Ein neuer Bericht der Kommission bewertet erstmals, welche Länder besonders vom Migrationsdruck betroffen sind. Spanien, Italien, Griechenland und Zypern sollen ab 2026 Unterstützung erhalten. Polen, Ungarn und die Slowakei stellen sich gegen den Solidaritätsmechanismus.
Spanien, Italien, Griechenland und Zypern wurden von der Europäischen Kommission in ihrem ersten Jahresbericht über Asyl und Migration, der am Dienstag veröffentlicht wurde, als "unter Migrationsdruck" stehend bezeichnet.
Diese Länder verzeichneten im vergangenen Jahr einen "unverhältnismäßig hohen Anteil" an ankommenden Migranten, darunter auch Personen, die auf See gerettet wurden.
Spanien, Italien, Griechenland und Zypern werden daher im Jahr 2026 von der Solidarität anderer EU-Mitgliedstaaten profitieren, die sich in der Umsiedlung von Asylbewerbern über ihr Hoheitsgebiet oder in finanziellen Beiträgen ausdrücken könnte.
Zusammen mit dieser Einschätzung schlug die Kommission den 27 EU-Mitgliedstaaten den jährlichen Solidaritätspool vor, einen Mechanismus, mit dem die Gesamtzahl der umzusiedelnden Asylbewerber und der Betrag, den jedes Land bereitstellen oder durch Zahlungen ausgleichen sollte, festgelegt wird.

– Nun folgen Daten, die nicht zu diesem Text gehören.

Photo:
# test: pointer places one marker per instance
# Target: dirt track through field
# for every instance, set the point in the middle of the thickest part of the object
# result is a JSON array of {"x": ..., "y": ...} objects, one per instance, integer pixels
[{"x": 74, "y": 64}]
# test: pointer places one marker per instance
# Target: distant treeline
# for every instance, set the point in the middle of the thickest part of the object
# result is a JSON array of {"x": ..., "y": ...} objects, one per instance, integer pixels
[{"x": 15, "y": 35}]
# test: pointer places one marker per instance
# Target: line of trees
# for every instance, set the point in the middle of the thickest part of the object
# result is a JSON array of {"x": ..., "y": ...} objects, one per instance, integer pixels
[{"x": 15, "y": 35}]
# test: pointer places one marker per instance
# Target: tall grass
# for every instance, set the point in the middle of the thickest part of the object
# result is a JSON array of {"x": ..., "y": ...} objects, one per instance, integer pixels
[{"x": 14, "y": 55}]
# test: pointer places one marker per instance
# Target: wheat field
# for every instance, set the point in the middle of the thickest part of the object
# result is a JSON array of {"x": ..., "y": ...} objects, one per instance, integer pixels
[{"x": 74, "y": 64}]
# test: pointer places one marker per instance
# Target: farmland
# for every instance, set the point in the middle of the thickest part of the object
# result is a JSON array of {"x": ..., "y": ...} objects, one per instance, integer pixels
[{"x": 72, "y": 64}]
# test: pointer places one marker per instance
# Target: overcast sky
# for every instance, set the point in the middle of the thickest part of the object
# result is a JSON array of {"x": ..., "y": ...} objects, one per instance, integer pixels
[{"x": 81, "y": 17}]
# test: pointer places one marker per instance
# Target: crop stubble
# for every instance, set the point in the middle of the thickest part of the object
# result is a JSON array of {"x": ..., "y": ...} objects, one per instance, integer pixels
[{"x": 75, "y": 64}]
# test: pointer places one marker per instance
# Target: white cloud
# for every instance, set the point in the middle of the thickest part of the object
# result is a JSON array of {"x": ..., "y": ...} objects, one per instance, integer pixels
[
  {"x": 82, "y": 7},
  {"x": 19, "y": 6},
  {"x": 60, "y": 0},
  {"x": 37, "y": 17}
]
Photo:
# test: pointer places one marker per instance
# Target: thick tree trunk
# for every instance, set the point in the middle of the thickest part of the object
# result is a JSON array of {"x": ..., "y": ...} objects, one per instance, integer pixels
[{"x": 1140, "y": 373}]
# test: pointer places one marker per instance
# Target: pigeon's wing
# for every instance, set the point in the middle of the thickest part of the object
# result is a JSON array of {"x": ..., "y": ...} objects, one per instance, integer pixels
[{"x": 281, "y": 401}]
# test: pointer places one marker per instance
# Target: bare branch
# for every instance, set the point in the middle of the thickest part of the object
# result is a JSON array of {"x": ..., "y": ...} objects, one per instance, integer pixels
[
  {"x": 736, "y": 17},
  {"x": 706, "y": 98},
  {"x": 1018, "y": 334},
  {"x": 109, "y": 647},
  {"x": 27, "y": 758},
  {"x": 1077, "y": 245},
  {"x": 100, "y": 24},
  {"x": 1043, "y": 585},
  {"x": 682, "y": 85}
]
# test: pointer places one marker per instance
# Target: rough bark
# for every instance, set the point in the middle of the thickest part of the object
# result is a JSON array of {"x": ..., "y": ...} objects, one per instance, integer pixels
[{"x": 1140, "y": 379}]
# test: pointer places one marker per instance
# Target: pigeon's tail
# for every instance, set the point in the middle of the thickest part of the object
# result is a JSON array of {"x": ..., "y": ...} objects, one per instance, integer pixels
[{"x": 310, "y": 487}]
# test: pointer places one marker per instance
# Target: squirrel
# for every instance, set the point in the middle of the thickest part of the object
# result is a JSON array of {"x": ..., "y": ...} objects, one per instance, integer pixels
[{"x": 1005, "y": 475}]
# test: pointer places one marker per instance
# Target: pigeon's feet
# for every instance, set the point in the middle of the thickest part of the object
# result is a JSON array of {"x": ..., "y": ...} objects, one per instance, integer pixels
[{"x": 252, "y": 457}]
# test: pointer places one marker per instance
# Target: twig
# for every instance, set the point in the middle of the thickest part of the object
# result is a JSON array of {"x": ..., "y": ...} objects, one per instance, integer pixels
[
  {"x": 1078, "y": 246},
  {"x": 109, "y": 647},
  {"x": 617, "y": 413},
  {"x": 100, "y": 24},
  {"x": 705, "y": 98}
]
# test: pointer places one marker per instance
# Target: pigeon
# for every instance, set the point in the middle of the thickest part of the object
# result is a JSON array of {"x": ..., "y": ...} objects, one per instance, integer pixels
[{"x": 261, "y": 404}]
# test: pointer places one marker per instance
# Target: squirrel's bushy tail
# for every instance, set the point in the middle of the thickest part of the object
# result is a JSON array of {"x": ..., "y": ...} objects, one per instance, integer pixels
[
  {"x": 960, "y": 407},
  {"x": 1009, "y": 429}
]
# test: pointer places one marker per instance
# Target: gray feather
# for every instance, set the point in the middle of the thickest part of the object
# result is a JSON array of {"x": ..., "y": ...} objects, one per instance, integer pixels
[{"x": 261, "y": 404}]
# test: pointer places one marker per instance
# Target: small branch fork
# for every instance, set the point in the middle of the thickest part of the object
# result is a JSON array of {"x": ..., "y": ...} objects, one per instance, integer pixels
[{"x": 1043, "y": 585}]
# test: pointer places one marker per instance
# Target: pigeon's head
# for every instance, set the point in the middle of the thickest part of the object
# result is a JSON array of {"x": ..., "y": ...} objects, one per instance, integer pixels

Der Vorschlag für den Pool ist nicht öffentlich. Er wird von den EU-Mitgliedstaaten erörtert, die bis Ende des Jahres über den Umfang und den Solidaritätsanteil der einzelnen Länder entscheiden sollen.
Jeder Mitgliedstaat - mit Ausnahme derjenigen, die unter "Migrationsdruck" stehen - muss im Verhältnis zu seiner Bevölkerung und seinem Gesamt-BIP einen Beitrag leisten und könnte zwischen drei Optionen wählen, um den im Solidaritätspool dargelegten Bedarf zu decken: die Umsiedlung einer bestimmten Anzahl von Asylbewerbern in das eigene Hoheitsgebiet, die Zahlung von 20.000 € pro nicht umgesiedelter Person oder die Finanzierung operativer Unterstützung in Mitgliedstaaten, die unter "Migrationsdruck" stehen.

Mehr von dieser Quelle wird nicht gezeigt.